Epileptic Disorders
MENUATP6V1B2-related epileptic encephalopathy Volume 22, numéro 3, June 2020
- Mots-clés : ATP6V1B2, Zimmermann-Laband syndrome 1, Zimmermann-Laband syndrome 2, epileptic encephalopathy, dominant deafness onychodystrophy, epilepsy
- DOI : 10.1684/epd.2020.1166
- Page(s) : 317-22
- Année de parution : 2020
ATP6V1B2 encodes a subunit of the lysosomal transmembrane proton pump necessary for adequate functioning of several acid hydrolases. De novo monoallelic variants of this gene have been associated with two distinct phenotypes: Zimmermann-Laband syndrome 2 (ZLS2), an intellectual deficiency/multiple malformation syndrome, and dominant deafness onychodystrophy (DDOD), a multiple malformation syndrome without cognitive involvement.

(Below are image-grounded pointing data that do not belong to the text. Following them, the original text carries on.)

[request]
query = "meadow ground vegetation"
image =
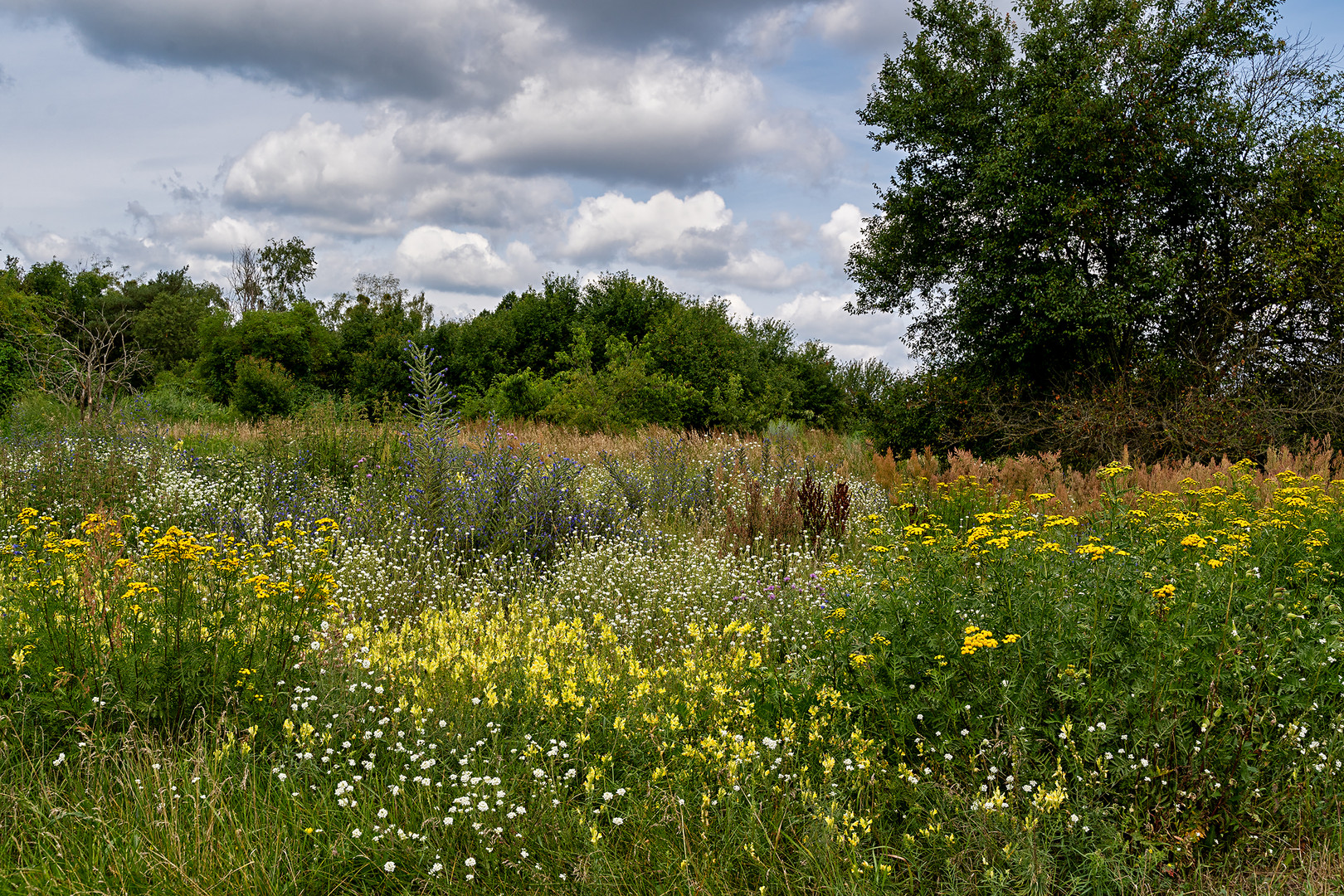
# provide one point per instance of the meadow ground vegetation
(329, 655)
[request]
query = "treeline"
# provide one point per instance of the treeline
(611, 353)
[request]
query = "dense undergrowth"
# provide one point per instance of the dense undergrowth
(295, 660)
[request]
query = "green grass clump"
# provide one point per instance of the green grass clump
(944, 689)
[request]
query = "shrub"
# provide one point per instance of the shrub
(262, 388)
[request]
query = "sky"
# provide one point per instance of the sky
(466, 147)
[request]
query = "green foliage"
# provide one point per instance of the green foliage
(1103, 190)
(262, 388)
(295, 338)
(285, 269)
(168, 310)
(153, 629)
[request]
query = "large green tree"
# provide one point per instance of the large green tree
(1097, 187)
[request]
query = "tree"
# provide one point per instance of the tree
(245, 281)
(1083, 192)
(85, 359)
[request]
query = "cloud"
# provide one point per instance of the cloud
(449, 260)
(656, 119)
(852, 336)
(840, 232)
(461, 51)
(362, 184)
(465, 52)
(737, 306)
(863, 24)
(223, 236)
(665, 230)
(694, 234)
(636, 23)
(761, 270)
(316, 168)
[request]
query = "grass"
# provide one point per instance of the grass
(262, 668)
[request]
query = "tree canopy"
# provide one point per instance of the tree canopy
(1097, 188)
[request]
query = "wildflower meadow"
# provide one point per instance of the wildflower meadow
(343, 657)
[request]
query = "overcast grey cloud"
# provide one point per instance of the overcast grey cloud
(466, 145)
(460, 51)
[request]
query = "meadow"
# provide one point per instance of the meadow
(327, 655)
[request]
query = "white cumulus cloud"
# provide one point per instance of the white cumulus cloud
(851, 336)
(449, 260)
(840, 232)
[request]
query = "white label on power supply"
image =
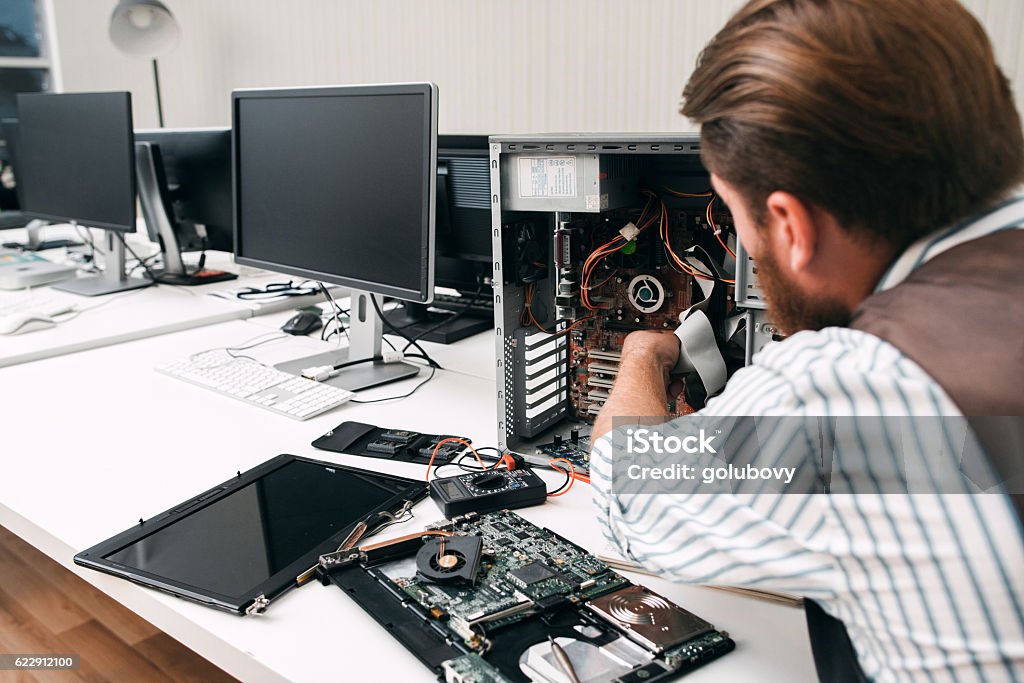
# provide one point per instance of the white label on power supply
(547, 176)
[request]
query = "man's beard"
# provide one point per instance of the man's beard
(792, 309)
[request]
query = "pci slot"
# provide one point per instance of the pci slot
(540, 391)
(602, 369)
(599, 382)
(597, 354)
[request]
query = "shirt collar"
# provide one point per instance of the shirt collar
(1005, 216)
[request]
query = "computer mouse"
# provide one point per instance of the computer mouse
(25, 323)
(302, 323)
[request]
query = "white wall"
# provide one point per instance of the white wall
(512, 66)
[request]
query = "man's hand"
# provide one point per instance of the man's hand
(657, 345)
(640, 388)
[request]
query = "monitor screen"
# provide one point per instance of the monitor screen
(338, 184)
(463, 258)
(76, 161)
(198, 169)
(246, 538)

Epilepsy is not observed in DDOD, is variably present in ZLS2, but is a common feature in Zimmermann-Laband syndrome 1 (ZLS1) (caused by monoallelic pathogenic variants in KCNH1) and Zimmermann-Laband syndrome-like (ZLSL) (associated with KCNK4 variants).

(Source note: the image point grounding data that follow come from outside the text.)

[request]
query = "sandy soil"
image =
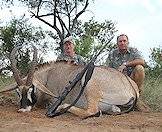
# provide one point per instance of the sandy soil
(36, 121)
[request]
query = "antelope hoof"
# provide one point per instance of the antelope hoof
(28, 109)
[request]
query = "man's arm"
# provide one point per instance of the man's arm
(135, 62)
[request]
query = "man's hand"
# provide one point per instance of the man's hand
(122, 67)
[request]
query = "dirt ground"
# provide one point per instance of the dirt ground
(36, 121)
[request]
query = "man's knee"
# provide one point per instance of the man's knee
(138, 75)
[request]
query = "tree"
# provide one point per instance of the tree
(63, 13)
(92, 35)
(20, 32)
(155, 68)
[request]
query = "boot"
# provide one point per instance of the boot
(142, 107)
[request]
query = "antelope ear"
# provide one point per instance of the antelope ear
(8, 88)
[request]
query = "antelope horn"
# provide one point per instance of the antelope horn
(11, 87)
(15, 71)
(33, 65)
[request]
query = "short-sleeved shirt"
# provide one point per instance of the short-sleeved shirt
(78, 59)
(116, 58)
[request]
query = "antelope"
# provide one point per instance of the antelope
(107, 90)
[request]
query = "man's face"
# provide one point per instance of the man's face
(68, 48)
(122, 43)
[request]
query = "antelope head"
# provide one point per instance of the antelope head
(25, 89)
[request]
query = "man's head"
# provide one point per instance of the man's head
(122, 42)
(69, 46)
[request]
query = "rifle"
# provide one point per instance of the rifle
(89, 68)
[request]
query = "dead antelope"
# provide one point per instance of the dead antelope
(106, 91)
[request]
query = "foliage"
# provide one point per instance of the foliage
(64, 13)
(20, 32)
(92, 35)
(154, 69)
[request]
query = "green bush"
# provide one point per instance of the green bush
(152, 93)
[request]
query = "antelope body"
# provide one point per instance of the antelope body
(106, 89)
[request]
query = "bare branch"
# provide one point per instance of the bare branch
(77, 15)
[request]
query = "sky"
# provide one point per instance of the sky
(141, 20)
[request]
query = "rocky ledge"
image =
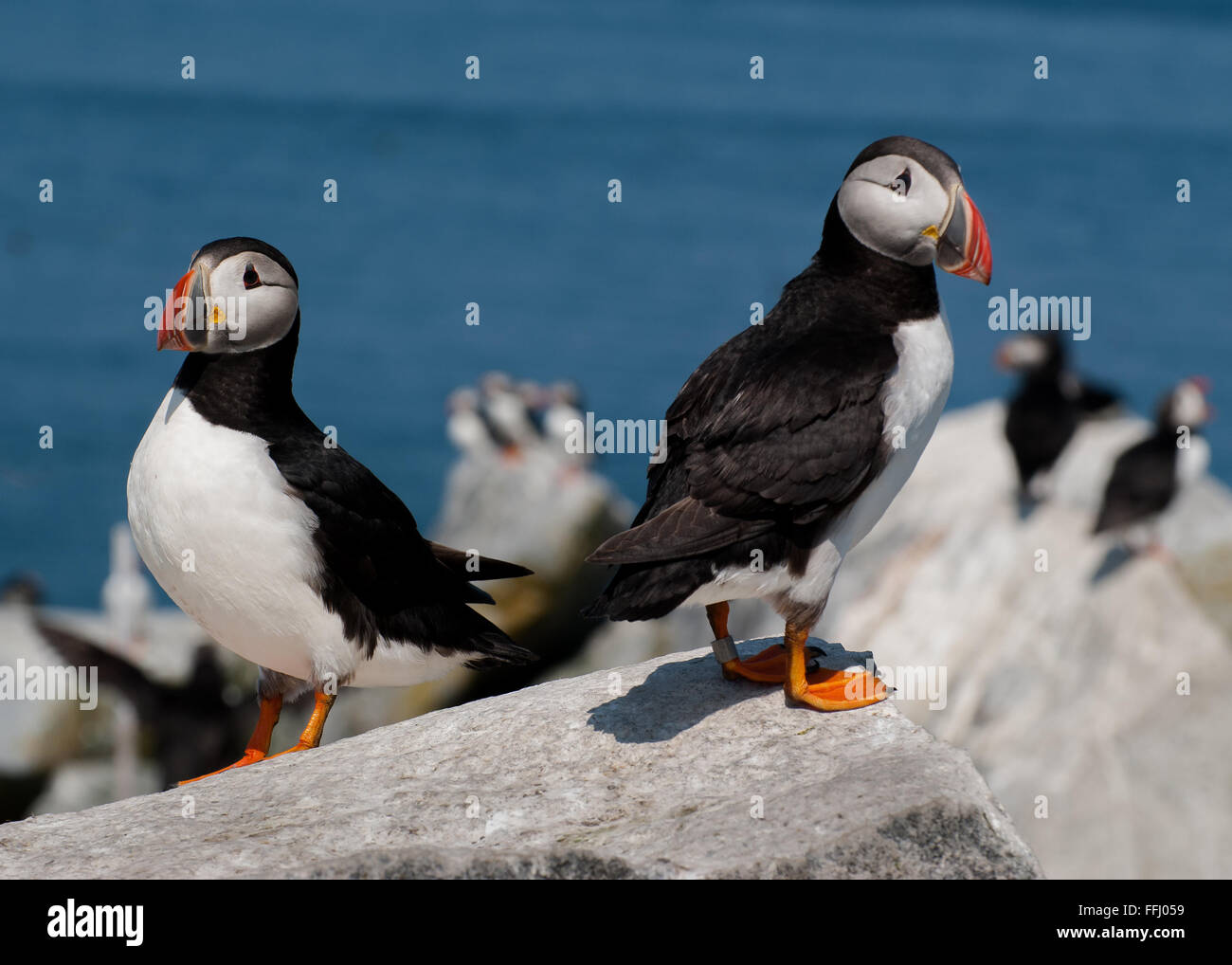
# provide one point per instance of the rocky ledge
(661, 769)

Herein, we report a case of an infant with severe epileptic encephalopathy with microcephaly and profound developmental delay, associated with a novel de novo loss-of-function variant in ATP6V1B2, diagnosed by whole-exome sequencing. This finding expands the spectrum of ATP6V1B2-associated disorders and adds ATP6V1B2 as a new member for the growing list of early-onset epileptic encephalopathy genes. [Published with video sequence].